It was the Indian woman, Malaeska, with a forced smile on her face and looking wildly strange. She seemed larger and more stately than when he had seen her last. In her hand she held a light bow tufted with yellow and crimson feathers. When she saw his eyes brighten at the sight of the bow, Malaeska took an arrow from the sheaf which she carried under her cloak, and fitted it to the string.
"See, this is what we learn in the woods."
The two birds were wheeling to and fro across the garden and out into the open space; their plumage flashed in the sunshine and gushes of musical triumph floated back as one shot ahead of the other. Malaeska lifted her bow with something of her old forest gracefulness—a faint twang of the bowstring—a sharp whiz of the arrow, and one of the birds fluttered downward, with a sad little cry, and fell upon the ground, trembling like a broken poplar flower.

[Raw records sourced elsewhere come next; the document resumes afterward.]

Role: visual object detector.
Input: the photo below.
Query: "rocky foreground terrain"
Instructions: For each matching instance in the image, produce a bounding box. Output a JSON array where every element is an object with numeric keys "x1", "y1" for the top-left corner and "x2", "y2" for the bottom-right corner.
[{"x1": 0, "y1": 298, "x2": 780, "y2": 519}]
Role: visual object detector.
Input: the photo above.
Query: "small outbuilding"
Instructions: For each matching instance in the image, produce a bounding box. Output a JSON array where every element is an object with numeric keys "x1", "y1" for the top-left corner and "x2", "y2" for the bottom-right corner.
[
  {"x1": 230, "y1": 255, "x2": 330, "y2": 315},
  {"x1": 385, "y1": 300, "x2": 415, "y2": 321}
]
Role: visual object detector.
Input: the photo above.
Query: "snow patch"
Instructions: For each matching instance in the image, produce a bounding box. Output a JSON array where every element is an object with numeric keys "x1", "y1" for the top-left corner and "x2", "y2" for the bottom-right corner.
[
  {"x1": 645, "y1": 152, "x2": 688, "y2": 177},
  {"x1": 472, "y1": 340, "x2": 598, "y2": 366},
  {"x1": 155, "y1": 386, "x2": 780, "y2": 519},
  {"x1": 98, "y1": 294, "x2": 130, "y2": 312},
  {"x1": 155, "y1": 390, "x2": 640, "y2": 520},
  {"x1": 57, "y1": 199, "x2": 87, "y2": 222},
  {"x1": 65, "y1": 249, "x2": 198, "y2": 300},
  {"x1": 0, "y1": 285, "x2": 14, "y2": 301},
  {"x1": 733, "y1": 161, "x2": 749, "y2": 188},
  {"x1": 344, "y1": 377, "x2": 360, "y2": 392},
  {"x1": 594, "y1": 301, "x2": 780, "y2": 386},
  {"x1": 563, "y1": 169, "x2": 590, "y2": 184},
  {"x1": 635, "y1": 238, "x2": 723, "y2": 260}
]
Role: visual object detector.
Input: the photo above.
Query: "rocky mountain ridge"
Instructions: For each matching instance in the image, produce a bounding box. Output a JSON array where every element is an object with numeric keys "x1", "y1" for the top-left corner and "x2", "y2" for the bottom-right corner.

The boy started up—his eye brightened and his thin nostrils dilated, the savage instincts of his nature broke out in all his features.
"And you learned to do this in the woods, Malaeska?" he said, eagerly.
"Yes; will you learn too?"
"Oh, yes—give hold here—quick—quick!"
"Not here; we learn these things in the woods; come with me, and I will show you all about it."
Malaeska grew pale as she spoke, and trembled in all her limbs. What if the boy refused to go with her?
"What! over the river to the woods that look so bright and so brown when the nuts fall? Will you take me there, Malaeska?"